What will the federal budget mean for our health? For all the thousands of words written on this (and Crikey‘s Croakey blog has contributed its share), the question cannot be properly answered. Many of the budget’s health impacts will result from measures outside the health portfolio, yet we in the media seem strangely happy to follow the government’s lead in reporting on health as if we were a product of the Health Department.

If we are to develop some real understanding of the budget’s implications for health, it would help enormously if someone (the government, researchers, media, the informed citizenry?) could do a health impact assessment. This is a tool for evaluating the positive and negative consequences for health of policies across sectors, as well as identifying unintended consequences. HIAs also consider whether policies impact differently on the health of different groups, and whether they will exacerbate or reduce health inequalities.

Instead of focusing narrowly on changes to Medicare rebates (which is what the Australian Medical Association and others would like us to do), we might look at the health impacts of broader economic policy (see, for example, a recent article in The Lancet investigating the toll of austerity policies in Europe).

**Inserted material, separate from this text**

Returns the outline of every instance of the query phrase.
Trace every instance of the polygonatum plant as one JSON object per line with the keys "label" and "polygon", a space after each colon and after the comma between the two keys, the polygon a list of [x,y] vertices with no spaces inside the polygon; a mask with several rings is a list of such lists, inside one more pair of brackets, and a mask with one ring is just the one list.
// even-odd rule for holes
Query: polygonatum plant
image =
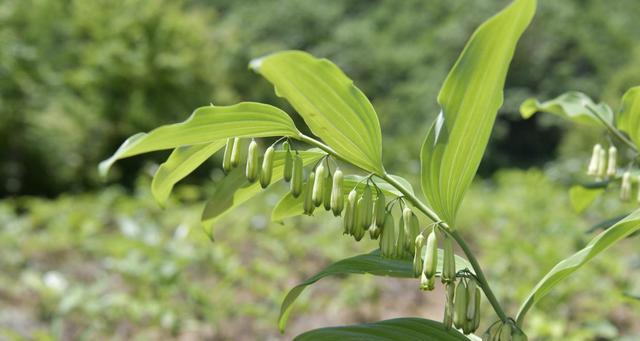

We would also talk more about the health impacts of the Gonski school reforms, DisabilityCare (formerly the National Disability Insurance Scheme) and the National Broadband Network — all initiatives highlighted in the National Rural Health Alliance’s budget statement as important for addressing health and health inequalities. The NRHA said:

“If rural schools can be funded according to educational need it should be possible to equalise educational outcomes in rural areas, making a contribution to greater city-country equity in employment, income and health. The NBN is a long-term and high cost project which, when fully delivered, will improve health and wellbeing (including through enhanced business opportunities) for people everywhere and give the same chances in a digital world for people in remote, rural and city areas.”

It is telling that when I asked Croakey contributors recently for the most important thing the government could do in the budget to improve population health, there was strong support for a “health in all policies” approach (which can be promoted by the use of HIAs). Other suggestions included:

  • “For the long term, address climate change by removing the subsidies on the use of fossil fuels.” (A/Prof Gawaine Powell Davies, CEO, UNSW Research Centre for Primary Health Care and Equity, University of NSW)
  • “Sort out the shambolic alcohol tax system — especially abolishing the wine equalisation tax that enables wine to be sold cheaper than bottled water. Again reduces harms, protects the vulnerable, raises money for other health and social priorities.” (Professor Mike Daube, Public Health Advocacy Institute WA)
  • “Increase taxation.” (Dr Greg Stewart, president-elect, Australasian Faculty of Public Health Medicine)
  • “Increasing social benefits for unemployed people and single parents.” (Gail O’Donnell and Lyn Morgain, Healthwest Partnership).

I particularly liked a suggestion from Luke van der Beeke, managing director of Marketing for Change, for health-based key performance indicators to be introduced for all portfolios. He says this would help stop departments working in silos and promote health in all policies.

Perhaps it may even encourage the Department of Health and Ageing to focus on the critical public health issue of climate change. It is striking the issue doesn’t rate a mention in budget papers for the department’s outcomes of “population health” and “biosecurity and emergency response”.

Some of the interesting health budget news that is unlikely to generate large headlines include safety and quality initiatives to reduce unnecessary clinical variation in the use of blood products, and to reduce unnecessary radiation exposure from diagnostic imaging. And a national antimicrobial resistance prevention and containment strategy will co-ordinate efforts across human and animal health. It will include expanded surveillance of AMR and antibiotic usage, and antimicrobial stewardship programs for primary healthcare, residential aged-care facilities and hospitals.

We are also going to get an Annual Atlas identifying unwarranted variation in clinical practice — perhaps something like the Atlas of HealthCare Variation in NZ, which highlights variations by geographic area in the provision and use of specific health services and health outcomes.

Another one to watch are reviews of Medicare benefits schedule items to “ensure that items listed on the MBS remain clinically relevant and consistent with best practice”. Sixteen reviews are now underway, and a further two reviews of specialty items are planned. The aim is to identify areas for disinvestment from low value or ineffective or dated care. The question is whether the government and department will have the spine to take on the powerful medical interests.

Which is another pointer for why health in all policies is a helpful approach: it can help focus us on what is best for the community’s health rather than for the powerful lobby groups.

For those who think it idealistic pie-in-the-sky to ask for an HIA-informed approach to government budget reporting, take a look to Tasmania. Last August, the Social Determinants of Health Advocacy Network in Tasmania did its own HIA to consider the broader health impacts of the state budget (it’s not available online, but let me know if you’d like a copy). It said the analysis should be seen as a “preliminary demonstration project” and urged the state government to adopt the approach in preparing and announcing its budget in future.

Sounds like good advice for the Feds as well.